Integrating State Space Model and Transformer for Global-Local Processing in Super-Resolution Networks
摘要
评审与讨论
The paper presents a super-resolution network called SST (State Space Transformer), which integrates Mamba State Space Models (SSM) with Transformer self-attention layers. The authors aim to leverage the strengths of both architectures to enhance single image super-resolution (SISR) tasks. The Mamba model is noted for its ability to process global information efficiently due to its linear complexity, while Transformer models, particularly the Swin Transformer, excel in local region representation but suffer from quadratic complexity, limiting their receptive fields. The proposed SST model addresses the shortcomings of both approaches by combining their advantages. The authors introduce an updateable register to mitigate feature map artifacts commonly found in Mamba models and propose a new attention mechanism called SE-Scaling to reduce computational costs while improving performance.
优点
- By introducing the SE-Scaling mechanism, the model reduces the computational burden typically associated with channel attention mechanisms, making it suitable for lightweight applications.
- The paper reports that SST achieves state-of-the-art results on both classical and lightweight super-resolution tasks, demonstrating its effectiveness through extensive experiments on various benchmark datasets.
缺点
- The combination of Mamba SSM and Transformer architectures allows the model to capture both global and local contextual information effectively, however, they are both from current knowledge.
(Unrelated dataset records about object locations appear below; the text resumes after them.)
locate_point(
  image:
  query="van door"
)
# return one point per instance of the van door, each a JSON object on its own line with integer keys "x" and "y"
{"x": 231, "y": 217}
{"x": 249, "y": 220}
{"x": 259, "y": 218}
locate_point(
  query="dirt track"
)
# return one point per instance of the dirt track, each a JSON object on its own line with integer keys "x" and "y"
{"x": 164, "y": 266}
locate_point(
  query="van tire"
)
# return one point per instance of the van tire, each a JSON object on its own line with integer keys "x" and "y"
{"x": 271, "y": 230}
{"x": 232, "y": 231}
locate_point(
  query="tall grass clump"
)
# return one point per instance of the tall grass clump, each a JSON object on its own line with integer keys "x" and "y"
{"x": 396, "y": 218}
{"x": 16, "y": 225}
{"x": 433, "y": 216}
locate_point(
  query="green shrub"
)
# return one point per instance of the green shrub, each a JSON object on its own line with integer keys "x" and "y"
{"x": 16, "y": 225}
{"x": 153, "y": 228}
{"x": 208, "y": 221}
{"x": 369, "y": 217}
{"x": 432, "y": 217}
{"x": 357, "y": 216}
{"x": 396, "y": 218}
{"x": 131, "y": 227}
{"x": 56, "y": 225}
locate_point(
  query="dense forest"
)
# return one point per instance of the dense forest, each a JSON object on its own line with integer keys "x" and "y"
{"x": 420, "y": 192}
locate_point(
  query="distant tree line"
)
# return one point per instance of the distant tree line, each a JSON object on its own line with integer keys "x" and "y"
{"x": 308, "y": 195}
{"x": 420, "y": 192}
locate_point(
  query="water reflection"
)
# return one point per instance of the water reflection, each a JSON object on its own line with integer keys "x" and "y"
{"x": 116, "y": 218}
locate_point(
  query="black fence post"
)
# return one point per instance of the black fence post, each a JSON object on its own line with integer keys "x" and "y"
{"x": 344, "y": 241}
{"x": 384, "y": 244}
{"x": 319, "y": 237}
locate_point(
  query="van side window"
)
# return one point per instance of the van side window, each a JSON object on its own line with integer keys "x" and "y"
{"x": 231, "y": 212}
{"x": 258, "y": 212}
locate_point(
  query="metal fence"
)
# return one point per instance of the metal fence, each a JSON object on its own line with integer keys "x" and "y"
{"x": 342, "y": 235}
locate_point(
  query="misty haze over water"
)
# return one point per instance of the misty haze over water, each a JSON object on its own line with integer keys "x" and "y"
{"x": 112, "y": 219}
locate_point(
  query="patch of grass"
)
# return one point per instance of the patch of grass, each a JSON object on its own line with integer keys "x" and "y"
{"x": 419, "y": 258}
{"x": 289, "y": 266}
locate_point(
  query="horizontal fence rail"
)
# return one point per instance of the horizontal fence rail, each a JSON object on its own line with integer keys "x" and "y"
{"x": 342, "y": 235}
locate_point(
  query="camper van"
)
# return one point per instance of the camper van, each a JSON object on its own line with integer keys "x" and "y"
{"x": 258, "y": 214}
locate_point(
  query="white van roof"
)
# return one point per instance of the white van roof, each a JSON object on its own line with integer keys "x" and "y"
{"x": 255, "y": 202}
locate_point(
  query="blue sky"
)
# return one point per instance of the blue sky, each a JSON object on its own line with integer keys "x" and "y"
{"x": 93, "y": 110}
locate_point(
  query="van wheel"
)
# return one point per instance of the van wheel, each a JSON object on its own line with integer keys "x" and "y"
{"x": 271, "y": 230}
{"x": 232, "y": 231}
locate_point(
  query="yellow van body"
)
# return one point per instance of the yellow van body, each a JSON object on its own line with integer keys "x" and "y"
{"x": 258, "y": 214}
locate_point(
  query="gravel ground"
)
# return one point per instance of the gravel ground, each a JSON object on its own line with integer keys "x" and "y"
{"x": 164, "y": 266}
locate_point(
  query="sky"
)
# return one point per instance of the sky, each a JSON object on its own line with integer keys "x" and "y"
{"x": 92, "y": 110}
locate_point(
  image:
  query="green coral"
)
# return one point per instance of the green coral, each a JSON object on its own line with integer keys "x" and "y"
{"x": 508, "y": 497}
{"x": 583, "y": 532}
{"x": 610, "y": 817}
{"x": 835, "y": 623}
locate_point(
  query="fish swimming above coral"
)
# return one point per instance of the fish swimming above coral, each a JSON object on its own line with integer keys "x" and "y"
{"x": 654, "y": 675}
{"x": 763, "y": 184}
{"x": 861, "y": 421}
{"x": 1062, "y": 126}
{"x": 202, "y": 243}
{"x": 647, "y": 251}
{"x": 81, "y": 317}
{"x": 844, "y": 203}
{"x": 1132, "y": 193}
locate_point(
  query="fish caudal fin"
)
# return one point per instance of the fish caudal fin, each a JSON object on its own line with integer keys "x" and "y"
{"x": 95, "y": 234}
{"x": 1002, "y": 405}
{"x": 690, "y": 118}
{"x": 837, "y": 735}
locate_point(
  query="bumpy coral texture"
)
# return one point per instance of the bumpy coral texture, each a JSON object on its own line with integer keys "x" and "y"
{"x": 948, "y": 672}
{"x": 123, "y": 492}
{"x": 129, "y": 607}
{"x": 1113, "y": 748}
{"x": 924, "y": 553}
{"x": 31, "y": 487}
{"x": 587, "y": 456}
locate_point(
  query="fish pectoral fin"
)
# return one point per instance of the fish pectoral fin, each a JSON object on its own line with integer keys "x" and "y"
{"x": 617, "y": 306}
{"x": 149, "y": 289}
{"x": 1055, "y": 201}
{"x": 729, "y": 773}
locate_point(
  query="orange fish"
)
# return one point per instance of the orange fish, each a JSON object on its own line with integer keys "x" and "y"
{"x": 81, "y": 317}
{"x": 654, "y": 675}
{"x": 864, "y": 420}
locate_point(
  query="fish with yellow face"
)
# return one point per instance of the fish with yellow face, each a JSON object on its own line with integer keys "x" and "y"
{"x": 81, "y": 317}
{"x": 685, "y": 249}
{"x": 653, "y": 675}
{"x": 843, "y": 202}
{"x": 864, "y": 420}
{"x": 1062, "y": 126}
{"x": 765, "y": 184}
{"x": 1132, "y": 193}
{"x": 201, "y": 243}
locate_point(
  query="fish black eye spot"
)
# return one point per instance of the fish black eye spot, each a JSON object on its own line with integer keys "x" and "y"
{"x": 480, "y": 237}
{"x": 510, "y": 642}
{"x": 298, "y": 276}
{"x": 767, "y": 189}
Besides, the idea of combining Mamba and Transformer has been already proposed.
- Compared to SOTA methods, the improvement is not significant, such as ERF in figure 2 against MambaIR and quantitative results against DAT.
- Missing in-depth motivation. This article seems to be just a simple attempt at an IR mission by combining Mamba and current Transformer structures.
- The model complexity is still large, what is the merit by using Mamba?
- More recent mamba-based image SR works should be referenced and compared.
问题
See the weakness.
This work introduces SST, a new model that integrates Mamba and Transformer to extract global and local information, respectively. This work is well-written, and the method is clear and easy to understand.
优点
- This work effectively integrates Mamba and Transformer, and the visualization results show that the hybrid structure can activate a wider range of pixels.
- This work made some improvements to Mamba to alleviate the feature artifact problem.
缺点
- The authors claim the proposed SE-Scaling can significantly reduce the computational cost, but in Table 3, the Macs of using SE-Scaling are higher than Channel-Attention.
- Although this work integrates Mamba and Transformer, the proposed network SST simply uses Mamba and Transformer alternately and lacks deeper exploration.
- The performance of SST shows only a slight improvement compared to existing state-of-the-art models, such as SRFormer. The author should add comparisons with HAT, OmniSR, etc.
问题
Why do the authors not compare their method with HAT and discuss the advantages and disadvantages between them?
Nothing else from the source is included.